Anschließend werden alle Teile, die später nicht holzfarben sein sollen, mit Humbrolfarben angemalt. Für das Blaugrau der oberen Bordwandbereiche und den Fond des Heckspiegels habe ich Humbrol 157 gewählt, das man nach Geschmack mit ein wenig Weiß aufhellen kann. An der Bordwand habe ich die Nägel und Bolzen mit kleinen Tupfen Schwarz versehen, die ruhig etwas größer sein können als der Bolzen selbst. Das Wappen auf dem Heckspiegel ist mit Gold (Humbrol 16 oder Revell 94) ausgelegt, die Löwen und einige Details der Wappen sind mit Humbrol 60 und Weiß gestrichen, die Draperie neben dem Wappen mit einem aufgehellten Humbrol 19. Die großen Figuren an der Seite und die Köpfe der Hermen sind mit einer Fleischfarbe (Revell 37 oder Humbrol 61) gestrichen. Wie weit man die farbliche Detaillierung des Heckspiegels treiben will, ist natürlich Geschmackssache und eine Frage von gutem Auge und ruhiger Hand. So lassen sich zum Beispiel die Köpfe der Figuren im unteren Bereich naturalistisch gestalten.

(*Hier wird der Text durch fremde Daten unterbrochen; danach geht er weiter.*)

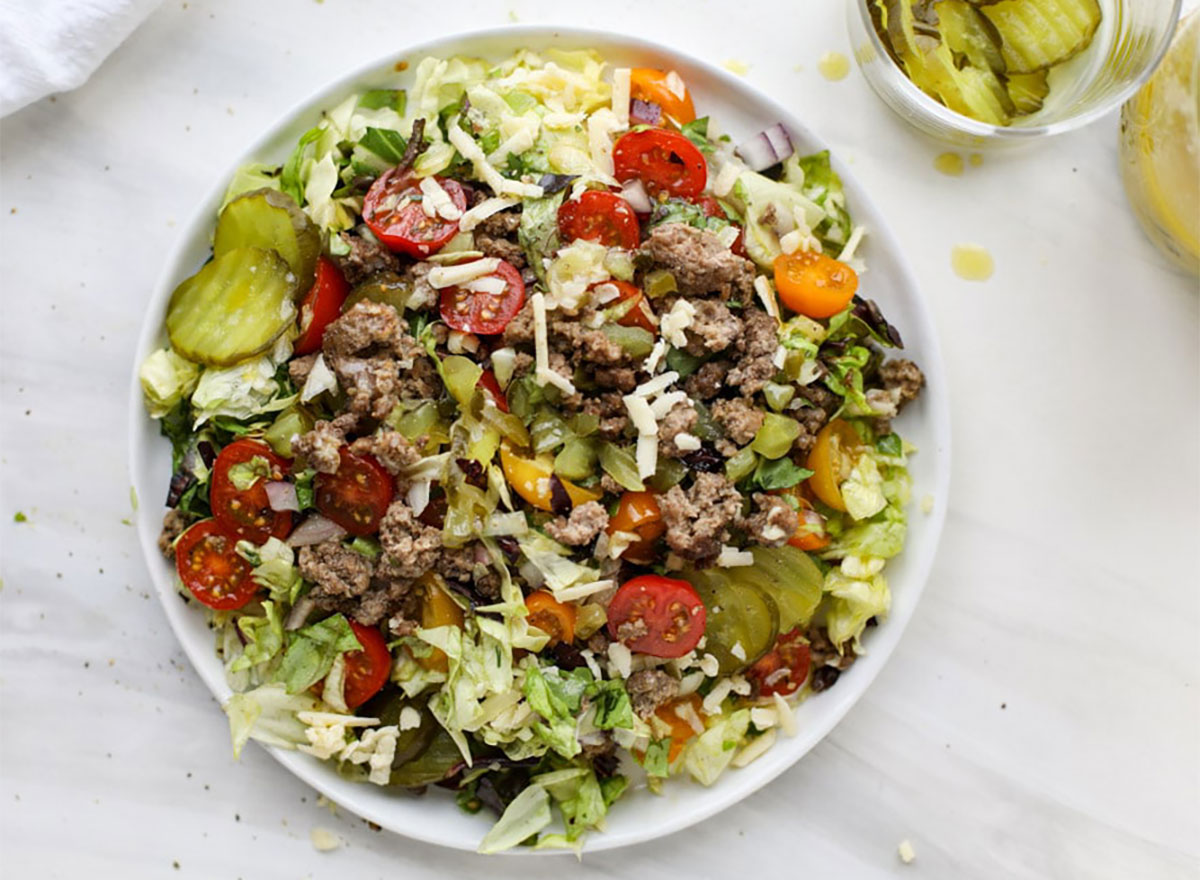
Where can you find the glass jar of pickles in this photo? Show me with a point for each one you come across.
(1161, 150)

Nun könnte man sagen: Die Teile sehen aus wie unambitioniert bemalte Plastikmodelle! Das stimmt. Aber die Grundfarben sind so gewählt, weil erst in einem zweiten Arbeitsgang das endgültige Erscheinungsbild hergestellt wird. Dazu werden sie zunächst mit Vandyckbraun der Firma Schmicke überzogen, einer Ölfarbe, die in Tuben erhältlich ist. Man sollte diese Farbe möglichst unverdünnt auftragen; das sorgt später für einen wärmeren Farbton. Wo das nicht möglich ist, kann man sie ein wenig mit „Rapid Medium“ von der gleichen Firma verdünnen. Man sollte darauf achten, die Farbe in jede Fuge oder Vertiefung zu bürsten.

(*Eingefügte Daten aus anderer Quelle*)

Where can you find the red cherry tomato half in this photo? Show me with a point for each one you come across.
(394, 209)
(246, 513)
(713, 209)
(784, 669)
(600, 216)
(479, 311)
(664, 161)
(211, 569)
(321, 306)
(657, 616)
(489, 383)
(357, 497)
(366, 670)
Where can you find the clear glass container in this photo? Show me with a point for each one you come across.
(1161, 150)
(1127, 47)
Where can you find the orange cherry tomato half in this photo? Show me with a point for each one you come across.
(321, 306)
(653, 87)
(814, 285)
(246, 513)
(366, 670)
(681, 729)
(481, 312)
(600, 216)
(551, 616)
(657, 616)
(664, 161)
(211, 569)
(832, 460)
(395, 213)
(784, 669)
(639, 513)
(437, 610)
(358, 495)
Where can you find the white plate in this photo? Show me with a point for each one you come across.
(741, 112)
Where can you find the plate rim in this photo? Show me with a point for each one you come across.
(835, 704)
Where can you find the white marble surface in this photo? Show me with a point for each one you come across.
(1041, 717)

Nach wenigen Minuten heißt es dann, die Ölfarbe wieder möglichst vollständig zu entfernen. Die Werkzeuge dazu sind: Lappen oder Zellstoff, mit der Hand oder dem Finger geführt oder mit einer Pinzette in schwer zugängliche Stellen gedrückt, Pinsel mit kurz geschnittenen Borsten, normale Q-Tipps oder die speziellen Wattestäbchen der Firma Tamiya. Hier muss man improvisieren, je nach der Gestalt des Teils. Am besten, man hat viele solcher Hilfsmittel parat liegen. Doch keine Bange: Man hat für den Vorgang des „Säuberns“ einige Zeit zur Verfügung; die Ölfarbe trocknet recht langsam und lässt sich auch nach Stunden noch entfernen.

Bei diesem „Säubern“ geschieht nun Zweierlei. 1. Die Ölfarbe geht eine gewisse Verbindung mit den Grundfarben ein. Sie werden abgedunkelt und bekommen alle denselben warmen Ton; das erhöht die realistische Wirkung enorm! 2. Die Ölfarbe, die sich aus Fugen, Ritzen und Kanten nicht vollständig herauswischen lässt, betont wie ein künstlicher Schatten die Konturen; außerdem hebt sie die feine Maserung der gravierten Planken hervor. Erst bei diesem Verfahren zeigt sich, wie detailliert und naturgetreu die Oberflächen der Modelle gestaltet sind.

Das Entfernen der Ölfarbe erfordert Geduld und Geschick, außerdem ist es ein gestalterischer Akt, weil man dabei entscheidet, wie „neu“, „gebraucht“ oder „vernachlässigt“ das Modell aussehen soll. Schiffe, die gerade aus der Werft kamen, waren damals sehr üppig bemalt, mit Farben, die für den heutigen Geschmack vielleicht etwas schreiend wirken. Aber Wind und Wetter veränderten schon bald das Erscheinungsbild der Schiffe. Die Farben verblichen oder blätterten ab, Pulverdampf schwärzte die Bereiche um die Stückpforten, die Decks bleichten in der Sonne. Später wurden die Farben der Verzierungen womöglich nicht mehr aufgefrischt; vielmehr überstrich die Mannschaft die Figuren und Ornamente mit Teer. Schiffe, die „Braunschwarz über alles“ waren, dürften keine Seltenheit gewesen sein.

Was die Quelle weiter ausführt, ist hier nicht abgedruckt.